- Start with the End in Mind
A news release needs to be newsworthy. Nobody is interested in “Dog bites man!” but “Man bites dog!” is a different story. How is your story relevant to the target audience? Relative to all the other news that your target audience will see, how big is your story? News events can conspire against you so be aware of what else is happening that might unintentionally drown your story.
- The Headline
The headline shouldn’t be some cheesy click bait ending in ”..you won’t believe what happens next!” Your headline needs to be a balance. Informative enough to convey the topic yet ambiguous enough to draw the reader in to discover more by reading the release. If this is a trade press release, then the journalist may simply copy paste the headline you created. However, a larger publication will want to write their headline because they obviously don’t want the same headline as their competition.
- Expert Opinion
Find someone who is recognized as a subject matter expert to supply a comment or observation; this will add credibility your story. The more independent they are, the more their opinion will carry weight. Paying for this type of comment is a mistake – I don’t have to tell you why.
What do journalists look for in a press release?
- Supporting facts… 65%
- Interesting story angles… 62%
- Trending industry topic… 53%
- Powerful quotes… 23%
- Attention-grabbing headline… 30%
- Engaging multimedia… 17%
Source: Business Wire
- Images and Video
Visuals cause a faster and stronger reaction than words. They help readers engage with the content, and such emotional reactions have a favorable influence on information retention. This is because the visual memory is encoded in the medial temporal lobe of the brain, the same place where emotions are processed.
- Search Engine Optimization
The good news is that search engine algorithms have become quite sophisticated. What this means is that you simply have to write in a natural way and no longer concern yourself with metrics such as keyword density. Authentic curated content is how we refer to this in the trade.
- Now What?
Having gained the reader’s attention via your authentic content, which may be informative or entertaining, perhaps a blend of the two, now what? What do we want readers to do? Is there a specific call to action? Choose a single call to action for each press release, otherwise, you will confuse readers and make evaluating the outcomes challenging. If your release is about the launch of your new Dongle your call to action might be
- Click here to preorder your Dongle
- Sign up for Dongle updates
- Click here to read Dongle reviews
Decide on one, and only one, call to action.
- Close Encounters
Your press release will be going to numerous journalists/bloggers/influencers and media specialists.

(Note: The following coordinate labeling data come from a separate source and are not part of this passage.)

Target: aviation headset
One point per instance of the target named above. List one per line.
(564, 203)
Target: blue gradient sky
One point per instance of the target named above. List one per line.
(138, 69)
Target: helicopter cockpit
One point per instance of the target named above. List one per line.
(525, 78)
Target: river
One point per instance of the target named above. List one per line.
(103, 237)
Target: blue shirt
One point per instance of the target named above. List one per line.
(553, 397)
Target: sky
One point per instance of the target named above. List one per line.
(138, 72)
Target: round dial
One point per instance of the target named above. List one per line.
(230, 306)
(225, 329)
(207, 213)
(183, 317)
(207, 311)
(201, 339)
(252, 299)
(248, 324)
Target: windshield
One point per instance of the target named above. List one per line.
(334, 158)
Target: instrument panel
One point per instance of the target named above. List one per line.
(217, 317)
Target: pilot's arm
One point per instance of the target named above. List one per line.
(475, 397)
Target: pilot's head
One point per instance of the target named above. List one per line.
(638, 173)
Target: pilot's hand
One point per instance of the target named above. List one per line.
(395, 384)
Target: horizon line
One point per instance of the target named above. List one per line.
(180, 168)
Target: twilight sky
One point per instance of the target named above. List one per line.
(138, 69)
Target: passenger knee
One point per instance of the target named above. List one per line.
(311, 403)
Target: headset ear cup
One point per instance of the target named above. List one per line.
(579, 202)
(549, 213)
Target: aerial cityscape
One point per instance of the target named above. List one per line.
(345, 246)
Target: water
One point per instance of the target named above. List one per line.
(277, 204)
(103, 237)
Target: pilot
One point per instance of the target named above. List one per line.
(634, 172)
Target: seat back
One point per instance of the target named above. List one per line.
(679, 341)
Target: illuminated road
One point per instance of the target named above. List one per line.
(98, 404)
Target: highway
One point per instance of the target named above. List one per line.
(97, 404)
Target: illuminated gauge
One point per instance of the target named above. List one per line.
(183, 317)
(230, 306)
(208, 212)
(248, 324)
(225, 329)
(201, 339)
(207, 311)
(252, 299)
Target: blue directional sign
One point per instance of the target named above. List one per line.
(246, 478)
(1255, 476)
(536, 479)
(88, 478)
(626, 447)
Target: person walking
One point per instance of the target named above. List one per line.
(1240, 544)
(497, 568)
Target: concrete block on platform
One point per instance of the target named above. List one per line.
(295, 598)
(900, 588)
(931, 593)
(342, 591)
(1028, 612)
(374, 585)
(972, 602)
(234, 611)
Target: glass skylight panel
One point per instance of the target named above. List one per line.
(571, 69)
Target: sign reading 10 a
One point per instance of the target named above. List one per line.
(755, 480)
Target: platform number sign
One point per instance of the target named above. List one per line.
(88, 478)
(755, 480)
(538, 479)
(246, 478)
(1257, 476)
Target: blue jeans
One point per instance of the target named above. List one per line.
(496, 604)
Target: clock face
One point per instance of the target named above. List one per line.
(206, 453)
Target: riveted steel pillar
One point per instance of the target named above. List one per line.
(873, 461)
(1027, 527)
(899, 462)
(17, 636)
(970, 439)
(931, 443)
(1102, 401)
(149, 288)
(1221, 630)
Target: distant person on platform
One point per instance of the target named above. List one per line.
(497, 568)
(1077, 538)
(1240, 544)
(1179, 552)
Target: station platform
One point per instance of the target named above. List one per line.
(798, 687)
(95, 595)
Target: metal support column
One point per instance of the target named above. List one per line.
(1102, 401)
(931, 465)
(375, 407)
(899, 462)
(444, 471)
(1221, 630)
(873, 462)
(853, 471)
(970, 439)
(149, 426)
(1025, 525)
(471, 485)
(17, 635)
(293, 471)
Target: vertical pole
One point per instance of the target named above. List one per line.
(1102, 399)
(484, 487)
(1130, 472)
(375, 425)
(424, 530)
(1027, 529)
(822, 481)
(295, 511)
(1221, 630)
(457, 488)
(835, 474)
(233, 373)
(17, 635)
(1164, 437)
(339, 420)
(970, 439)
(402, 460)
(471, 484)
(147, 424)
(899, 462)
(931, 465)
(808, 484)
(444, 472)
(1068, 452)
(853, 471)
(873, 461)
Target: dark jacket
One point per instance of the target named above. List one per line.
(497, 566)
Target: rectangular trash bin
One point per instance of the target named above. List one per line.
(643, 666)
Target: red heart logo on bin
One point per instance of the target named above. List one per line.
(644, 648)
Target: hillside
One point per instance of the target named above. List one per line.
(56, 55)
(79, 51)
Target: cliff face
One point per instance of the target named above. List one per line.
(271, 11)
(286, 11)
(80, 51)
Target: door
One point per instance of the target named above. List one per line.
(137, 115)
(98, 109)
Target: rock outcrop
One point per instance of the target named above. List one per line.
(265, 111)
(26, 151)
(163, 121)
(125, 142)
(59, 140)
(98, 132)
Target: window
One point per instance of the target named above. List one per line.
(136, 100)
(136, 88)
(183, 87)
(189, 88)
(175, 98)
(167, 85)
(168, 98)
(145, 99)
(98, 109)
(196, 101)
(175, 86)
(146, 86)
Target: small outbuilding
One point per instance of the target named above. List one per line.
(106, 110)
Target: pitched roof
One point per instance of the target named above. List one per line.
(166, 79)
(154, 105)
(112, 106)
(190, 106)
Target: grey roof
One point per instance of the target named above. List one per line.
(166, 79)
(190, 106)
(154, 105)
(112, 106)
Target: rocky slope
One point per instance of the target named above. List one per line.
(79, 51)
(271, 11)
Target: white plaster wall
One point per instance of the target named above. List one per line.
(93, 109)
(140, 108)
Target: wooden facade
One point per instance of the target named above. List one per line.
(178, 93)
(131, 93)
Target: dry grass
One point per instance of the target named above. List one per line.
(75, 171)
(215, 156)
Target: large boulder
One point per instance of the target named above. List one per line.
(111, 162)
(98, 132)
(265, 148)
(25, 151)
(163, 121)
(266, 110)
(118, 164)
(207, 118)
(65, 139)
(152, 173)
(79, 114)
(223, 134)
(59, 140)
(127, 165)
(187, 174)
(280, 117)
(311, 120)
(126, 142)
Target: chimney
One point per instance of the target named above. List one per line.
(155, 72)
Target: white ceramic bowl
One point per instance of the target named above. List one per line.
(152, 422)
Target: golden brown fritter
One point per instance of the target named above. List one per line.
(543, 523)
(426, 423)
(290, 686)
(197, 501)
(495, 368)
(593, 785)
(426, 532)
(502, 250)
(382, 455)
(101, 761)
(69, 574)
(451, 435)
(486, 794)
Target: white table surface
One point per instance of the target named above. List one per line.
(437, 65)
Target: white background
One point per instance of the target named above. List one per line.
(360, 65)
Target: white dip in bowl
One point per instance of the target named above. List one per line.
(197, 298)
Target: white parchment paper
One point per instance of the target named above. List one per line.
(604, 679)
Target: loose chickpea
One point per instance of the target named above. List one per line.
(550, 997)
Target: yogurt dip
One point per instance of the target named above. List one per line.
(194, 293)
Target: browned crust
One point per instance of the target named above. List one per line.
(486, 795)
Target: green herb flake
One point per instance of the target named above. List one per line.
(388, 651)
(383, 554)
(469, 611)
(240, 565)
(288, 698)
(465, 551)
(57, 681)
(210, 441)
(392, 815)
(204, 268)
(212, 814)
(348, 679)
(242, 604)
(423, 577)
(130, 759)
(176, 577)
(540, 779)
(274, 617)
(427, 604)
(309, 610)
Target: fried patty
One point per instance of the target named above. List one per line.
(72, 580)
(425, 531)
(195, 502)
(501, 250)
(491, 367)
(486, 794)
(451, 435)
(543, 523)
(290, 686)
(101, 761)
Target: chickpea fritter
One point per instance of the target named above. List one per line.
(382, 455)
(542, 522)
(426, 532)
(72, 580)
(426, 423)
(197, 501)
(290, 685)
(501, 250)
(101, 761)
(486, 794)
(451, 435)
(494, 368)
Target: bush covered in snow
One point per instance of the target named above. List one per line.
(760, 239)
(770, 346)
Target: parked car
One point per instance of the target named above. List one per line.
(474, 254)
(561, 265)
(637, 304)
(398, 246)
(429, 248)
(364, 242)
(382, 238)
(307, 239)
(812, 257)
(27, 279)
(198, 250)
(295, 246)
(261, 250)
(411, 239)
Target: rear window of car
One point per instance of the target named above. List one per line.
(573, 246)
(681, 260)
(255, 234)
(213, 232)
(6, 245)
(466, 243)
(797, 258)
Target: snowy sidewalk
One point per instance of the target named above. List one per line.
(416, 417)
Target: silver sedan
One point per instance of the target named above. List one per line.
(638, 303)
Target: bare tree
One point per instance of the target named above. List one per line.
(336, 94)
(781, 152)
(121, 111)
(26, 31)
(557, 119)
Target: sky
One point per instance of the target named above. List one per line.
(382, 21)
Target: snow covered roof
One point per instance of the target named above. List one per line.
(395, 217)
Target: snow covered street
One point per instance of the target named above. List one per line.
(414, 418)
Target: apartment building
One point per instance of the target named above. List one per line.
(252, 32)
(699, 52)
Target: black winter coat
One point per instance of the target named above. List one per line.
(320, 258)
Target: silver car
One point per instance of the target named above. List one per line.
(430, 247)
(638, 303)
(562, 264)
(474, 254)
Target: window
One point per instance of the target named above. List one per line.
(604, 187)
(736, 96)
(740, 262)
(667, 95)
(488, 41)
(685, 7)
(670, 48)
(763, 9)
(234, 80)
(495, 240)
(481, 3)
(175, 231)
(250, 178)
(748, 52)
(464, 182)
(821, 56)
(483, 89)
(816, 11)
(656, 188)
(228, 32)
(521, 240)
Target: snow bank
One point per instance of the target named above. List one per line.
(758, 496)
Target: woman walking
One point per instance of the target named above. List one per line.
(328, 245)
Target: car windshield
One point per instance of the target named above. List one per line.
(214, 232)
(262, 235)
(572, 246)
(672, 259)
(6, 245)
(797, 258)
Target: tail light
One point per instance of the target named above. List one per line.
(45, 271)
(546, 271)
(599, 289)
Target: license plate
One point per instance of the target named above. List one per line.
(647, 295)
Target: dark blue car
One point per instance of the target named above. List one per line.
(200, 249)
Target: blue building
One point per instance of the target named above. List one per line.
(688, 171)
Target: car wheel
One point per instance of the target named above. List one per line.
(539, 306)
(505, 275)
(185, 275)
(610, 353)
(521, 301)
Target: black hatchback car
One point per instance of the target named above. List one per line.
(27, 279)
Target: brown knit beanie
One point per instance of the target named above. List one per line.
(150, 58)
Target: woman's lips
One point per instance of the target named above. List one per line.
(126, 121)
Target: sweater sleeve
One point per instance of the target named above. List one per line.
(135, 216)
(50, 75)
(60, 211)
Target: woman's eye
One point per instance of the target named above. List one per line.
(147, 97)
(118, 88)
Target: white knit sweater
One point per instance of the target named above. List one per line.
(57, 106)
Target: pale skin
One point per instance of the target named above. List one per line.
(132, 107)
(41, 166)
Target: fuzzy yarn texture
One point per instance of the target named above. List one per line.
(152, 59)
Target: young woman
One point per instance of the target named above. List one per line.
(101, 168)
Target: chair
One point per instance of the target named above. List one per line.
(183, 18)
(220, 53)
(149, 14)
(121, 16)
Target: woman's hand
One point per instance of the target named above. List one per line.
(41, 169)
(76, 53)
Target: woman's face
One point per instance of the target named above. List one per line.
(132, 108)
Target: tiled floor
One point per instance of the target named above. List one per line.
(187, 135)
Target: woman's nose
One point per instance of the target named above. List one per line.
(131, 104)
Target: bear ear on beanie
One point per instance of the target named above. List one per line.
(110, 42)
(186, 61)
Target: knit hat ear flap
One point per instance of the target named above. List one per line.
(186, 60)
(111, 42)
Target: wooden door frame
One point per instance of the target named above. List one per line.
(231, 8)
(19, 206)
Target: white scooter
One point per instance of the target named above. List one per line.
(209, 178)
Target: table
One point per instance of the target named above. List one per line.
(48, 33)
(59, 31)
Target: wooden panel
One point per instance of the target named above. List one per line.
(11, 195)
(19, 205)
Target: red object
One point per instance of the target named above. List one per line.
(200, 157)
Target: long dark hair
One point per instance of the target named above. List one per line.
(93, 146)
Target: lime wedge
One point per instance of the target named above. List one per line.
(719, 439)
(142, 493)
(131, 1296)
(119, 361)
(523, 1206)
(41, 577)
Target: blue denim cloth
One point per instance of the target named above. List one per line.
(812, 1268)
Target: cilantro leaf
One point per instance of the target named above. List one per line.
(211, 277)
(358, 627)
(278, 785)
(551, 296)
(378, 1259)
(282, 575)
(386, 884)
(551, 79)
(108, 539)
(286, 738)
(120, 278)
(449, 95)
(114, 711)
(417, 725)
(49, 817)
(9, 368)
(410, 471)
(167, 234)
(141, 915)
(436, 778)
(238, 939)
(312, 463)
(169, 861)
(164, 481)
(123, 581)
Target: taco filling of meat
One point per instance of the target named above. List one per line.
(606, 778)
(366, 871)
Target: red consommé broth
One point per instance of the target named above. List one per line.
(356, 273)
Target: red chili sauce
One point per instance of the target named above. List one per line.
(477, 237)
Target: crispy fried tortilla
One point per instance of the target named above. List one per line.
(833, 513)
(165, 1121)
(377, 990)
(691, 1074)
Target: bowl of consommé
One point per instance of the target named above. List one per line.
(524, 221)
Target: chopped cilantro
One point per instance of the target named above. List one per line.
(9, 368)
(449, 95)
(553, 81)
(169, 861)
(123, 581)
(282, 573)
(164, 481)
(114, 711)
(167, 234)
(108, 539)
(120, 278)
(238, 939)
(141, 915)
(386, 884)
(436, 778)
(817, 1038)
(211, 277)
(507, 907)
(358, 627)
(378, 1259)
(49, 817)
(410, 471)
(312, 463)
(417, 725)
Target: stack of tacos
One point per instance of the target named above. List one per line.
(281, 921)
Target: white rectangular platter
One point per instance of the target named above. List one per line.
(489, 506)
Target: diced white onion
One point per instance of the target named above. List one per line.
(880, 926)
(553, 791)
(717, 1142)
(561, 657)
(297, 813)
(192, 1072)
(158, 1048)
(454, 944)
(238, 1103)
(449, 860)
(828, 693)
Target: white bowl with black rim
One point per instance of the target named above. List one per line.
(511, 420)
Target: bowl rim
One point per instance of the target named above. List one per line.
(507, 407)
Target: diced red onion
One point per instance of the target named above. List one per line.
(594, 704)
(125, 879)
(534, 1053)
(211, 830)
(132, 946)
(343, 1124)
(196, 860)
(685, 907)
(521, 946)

Some will simply copy paste what you sent into their newsfeed, either because they are swamped, or don’t care or most likely the process is automated. Yes – your press release will show up in an online search under – Fox12 News in Milwaukee!
However, the more discerning journalists and opinion leaders may well want to ask questions or gain direct access to the people who are quoted in your release. You need to make this as easy as possible. Names, phone numbers, email, social media – all the usual suspects. Make sure the people named as media contacts are thoroughly briefed, going to available and think about time zone differences and language skills as appropriate.
- Social Media Channels
Make certain that whoever manages your social media channels (Blog, Facebook, Twitter, LinkedIn) has access to the release including any images ahead of time this will be greatly appreciated. Plus when all the channels fire simultaneously there is a synergy to your efforts. Let’s not forget that employees who are active on social media integral part of issuing your press release.
- Pitch to the Right People
The top two methods through which journalists prefer to receive breaking news have remained relatively unchanged.
- The majority prefer an email alert with a link to a full press release (74%)
- Less popular is a newswire press release (21%).
(Note: 75% of newswire journalists (Associated Press, Reuters, Agence France prefer a newswire press release.)
- Measure to Manage
It’s an old management adage that managers tend to manage what they can measure. To manage your media efforts effectively you will need to measure the performance of your press release. The good news is that there are tools to help you do this and if you don’t have them then your friendly PR agency will have access to them and can use them on your behalf. By accumulating this data over time and comparing the performance of different releases you will gain some interesting insights. Insights that are unique to your organization are of course the most valuable.